The Prevalence of Low Stakes Writing and Writing-to-Learn Activities in WI Courses

By Rachael Lussos

What is Low Stakes Writing, and Why is it important?

Low stakes writing and writing-to-learn activites (see table 1) include assignments such as in-class writing exercises, ungraded activities, and reflective writing opportunites. Table 1 poses the characteristics of low stakes and writing-to-learn activites in contrast to high stakes writing activites, which includes assignments like independent research and scientific papers, essay exams, and writing assignments that carry a high percentage of a final grade.

Low Stakes Writing… High Stakes Writing…
Is frequent; e.g., assigned weekly. Is infrequent; e.g., limited to 2 papers.
Is informal; e.g., uses personal pronouns, does not cite claims. Is formal; e.g., avoids personal pronouns, cites research to support claims.
Questions and reflects on the subject matter of the course. Synthesizes and reports the subject matter of the course.
Has minimal to no impact on the final grade for the course; e.g., equates to participation grade. Has significant impact on the final grade of the course; e.g., one letter grade.
Is a resource to learn the subject matter and develop writing skills. Is a mechanism for evaluating a student’s knowledge of the subject matter and writing skills.

Table 1. To understand the nature of low stakes writing, it is helpful to compare it to high stakes writing.

The benefits of low stakes writing are listed below (see table 2) for learning and teaching the subject matter of the discipline and for learning and teaching writing skills. Low stakes writing is particularly beneficial for multilingual writers because it allows them to practice the different academic discourses they will encounter and must recreate in higher stakes assignmens.

Benefit Type Low stakes writing…
Subject Matter Helps students understand and retain the subject matter.
Subject Matter and Writing Helps students practice communicating the subject matter in their own “language,” which prepares them for understanding and using the terms of the discipline.
Writing Improves students’ writing skills.
Writing Raises students’ confidence and reduces writing anxiety.
Writing Particularly helps multilingual writers because it resembles speech more closely than high stakes assignments.
Instruction and Evaluation Familiarizes faculty with their students’ writing abilities so faculty can anticipate and prioritize areas for improvement before evaluating high stakes assignments.
Instruction Prepares students to engage in class discussion and fosters critical thinking.
Evaluation Takes less time to evaluate than high stakes assignments

Table 2. Low stakes writing is beneficial for both students and educators and impacts both the subject matter and the writing portions of the WI course.

Note that there are no known distinct benefits between writing completed in class or out of class, which I investigated in my research for the RE/V project.

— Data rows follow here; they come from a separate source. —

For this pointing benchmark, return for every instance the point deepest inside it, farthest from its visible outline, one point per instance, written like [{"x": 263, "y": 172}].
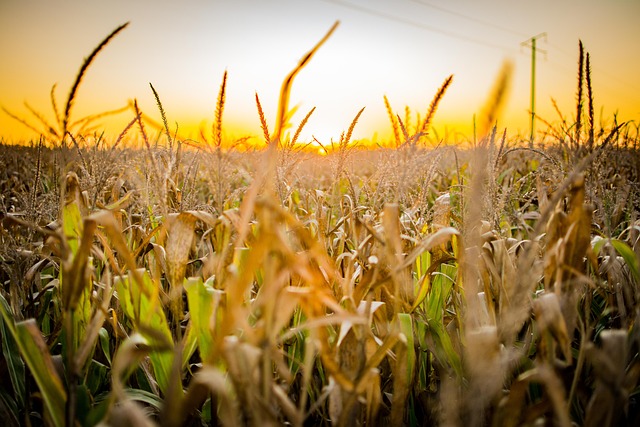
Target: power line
[
  {"x": 469, "y": 18},
  {"x": 404, "y": 21}
]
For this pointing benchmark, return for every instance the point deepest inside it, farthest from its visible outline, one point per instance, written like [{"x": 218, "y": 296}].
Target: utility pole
[{"x": 532, "y": 44}]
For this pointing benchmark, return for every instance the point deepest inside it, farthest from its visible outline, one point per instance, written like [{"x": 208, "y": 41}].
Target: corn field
[{"x": 149, "y": 280}]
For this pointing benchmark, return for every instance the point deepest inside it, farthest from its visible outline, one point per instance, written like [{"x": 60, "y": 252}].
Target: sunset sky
[{"x": 403, "y": 49}]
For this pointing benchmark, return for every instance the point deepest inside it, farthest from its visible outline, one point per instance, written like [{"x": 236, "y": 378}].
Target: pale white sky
[{"x": 403, "y": 49}]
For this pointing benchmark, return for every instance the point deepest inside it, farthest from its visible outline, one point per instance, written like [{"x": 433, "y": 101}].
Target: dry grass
[{"x": 186, "y": 283}]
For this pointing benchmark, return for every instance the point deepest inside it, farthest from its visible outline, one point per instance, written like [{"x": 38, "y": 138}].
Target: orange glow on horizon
[{"x": 403, "y": 50}]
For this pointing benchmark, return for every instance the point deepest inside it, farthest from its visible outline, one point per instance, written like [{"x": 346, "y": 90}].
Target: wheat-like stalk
[
  {"x": 579, "y": 96},
  {"x": 80, "y": 75},
  {"x": 393, "y": 120},
  {"x": 163, "y": 115},
  {"x": 283, "y": 103},
  {"x": 217, "y": 123},
  {"x": 263, "y": 121},
  {"x": 424, "y": 127},
  {"x": 590, "y": 101}
]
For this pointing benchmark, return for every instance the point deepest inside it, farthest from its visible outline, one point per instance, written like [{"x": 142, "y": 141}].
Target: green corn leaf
[
  {"x": 11, "y": 353},
  {"x": 201, "y": 300},
  {"x": 406, "y": 327},
  {"x": 104, "y": 344},
  {"x": 36, "y": 355},
  {"x": 140, "y": 301},
  {"x": 629, "y": 257}
]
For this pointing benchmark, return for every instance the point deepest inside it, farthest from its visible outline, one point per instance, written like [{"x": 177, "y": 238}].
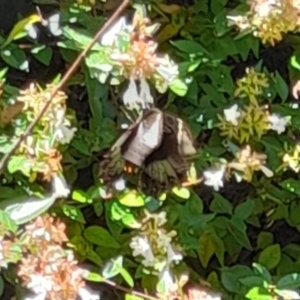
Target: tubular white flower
[
  {"x": 214, "y": 177},
  {"x": 110, "y": 36},
  {"x": 232, "y": 114},
  {"x": 87, "y": 294},
  {"x": 64, "y": 134},
  {"x": 278, "y": 123}
]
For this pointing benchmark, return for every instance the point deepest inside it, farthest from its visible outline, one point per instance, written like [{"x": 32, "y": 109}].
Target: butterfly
[{"x": 157, "y": 151}]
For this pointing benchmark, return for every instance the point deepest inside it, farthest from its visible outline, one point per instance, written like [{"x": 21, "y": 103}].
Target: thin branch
[
  {"x": 126, "y": 290},
  {"x": 66, "y": 77}
]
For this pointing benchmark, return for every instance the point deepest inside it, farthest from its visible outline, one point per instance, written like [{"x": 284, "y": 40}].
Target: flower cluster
[
  {"x": 270, "y": 19},
  {"x": 242, "y": 124},
  {"x": 54, "y": 128},
  {"x": 154, "y": 244},
  {"x": 243, "y": 166},
  {"x": 133, "y": 53},
  {"x": 48, "y": 270},
  {"x": 253, "y": 119}
]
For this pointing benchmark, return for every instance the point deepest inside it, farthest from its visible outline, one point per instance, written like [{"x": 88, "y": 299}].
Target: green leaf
[
  {"x": 130, "y": 221},
  {"x": 244, "y": 210},
  {"x": 291, "y": 185},
  {"x": 1, "y": 286},
  {"x": 290, "y": 281},
  {"x": 207, "y": 248},
  {"x": 73, "y": 213},
  {"x": 132, "y": 297},
  {"x": 15, "y": 57},
  {"x": 26, "y": 208},
  {"x": 80, "y": 196},
  {"x": 294, "y": 62},
  {"x": 19, "y": 31},
  {"x": 220, "y": 205},
  {"x": 264, "y": 239},
  {"x": 15, "y": 163},
  {"x": 178, "y": 87},
  {"x": 238, "y": 231},
  {"x": 252, "y": 281},
  {"x": 42, "y": 54},
  {"x": 127, "y": 277},
  {"x": 258, "y": 293},
  {"x": 92, "y": 276},
  {"x": 132, "y": 199},
  {"x": 7, "y": 222},
  {"x": 81, "y": 37},
  {"x": 270, "y": 256},
  {"x": 230, "y": 277},
  {"x": 261, "y": 270},
  {"x": 113, "y": 268},
  {"x": 100, "y": 236},
  {"x": 189, "y": 47},
  {"x": 183, "y": 193},
  {"x": 281, "y": 86}
]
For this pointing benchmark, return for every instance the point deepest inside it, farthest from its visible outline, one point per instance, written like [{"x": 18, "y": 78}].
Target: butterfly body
[{"x": 157, "y": 148}]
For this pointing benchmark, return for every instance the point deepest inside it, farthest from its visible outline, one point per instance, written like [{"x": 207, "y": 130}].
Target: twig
[
  {"x": 69, "y": 72},
  {"x": 191, "y": 183},
  {"x": 126, "y": 290}
]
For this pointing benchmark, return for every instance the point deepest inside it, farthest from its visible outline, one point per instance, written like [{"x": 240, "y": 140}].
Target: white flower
[
  {"x": 232, "y": 114},
  {"x": 40, "y": 284},
  {"x": 172, "y": 255},
  {"x": 145, "y": 93},
  {"x": 64, "y": 134},
  {"x": 161, "y": 218},
  {"x": 110, "y": 36},
  {"x": 141, "y": 246},
  {"x": 120, "y": 184},
  {"x": 167, "y": 69},
  {"x": 131, "y": 96},
  {"x": 3, "y": 263},
  {"x": 278, "y": 123},
  {"x": 41, "y": 296},
  {"x": 87, "y": 294},
  {"x": 214, "y": 178}
]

Current Use of In-Class Low Stakes Writing in WAC Program

After analyzing syllabi, faculty interviews, and classroom observations of eight Fall 2015 WI courses of varying disciplines and class sizes, I found:

  • Seven of the eight courses (87.5%) assigned at least one low stakes assignment.
  • Seven of the eight courses (87.5%) assigned at least one in-class writing assignment.
  • Six of the eight courses (75%) wrote at least one low stakes assignment in class.

Further analysis of the interview transcripts showed that the two WI faculty who did not assign any low stakes writing in class were also the only WI faculty who gave the most negative responses to the questions, “Students write well enough,” (i.e., they responded, “strongly disagree”) and “Students do not write at an acceptable level,” (i.e., they responded, “strongly agree”).

WAC Program Recommednations

The WAC Program recommends that all instructors of WI courses include opportunites for low stakes writing and writing-to-learn activities to support their student writers. Low stakes writing has been shown to :

  • improves students’ abilities to understand, synthesize, communicate, and retain subject matter;
  • improves students’ writing abilities and critical thinking skills;
  • increases classroom engagement;
  • is especially helpful for multilingual students; and
  • adds minimal to no increase in grading workload.

For examples of low stakes writing assignments and writing-to-learn activites please see the resources on the WAC program web site.

Rachael Lussos is a Ph.D. Student in the Writing and Rhetoric Program at George Mason University.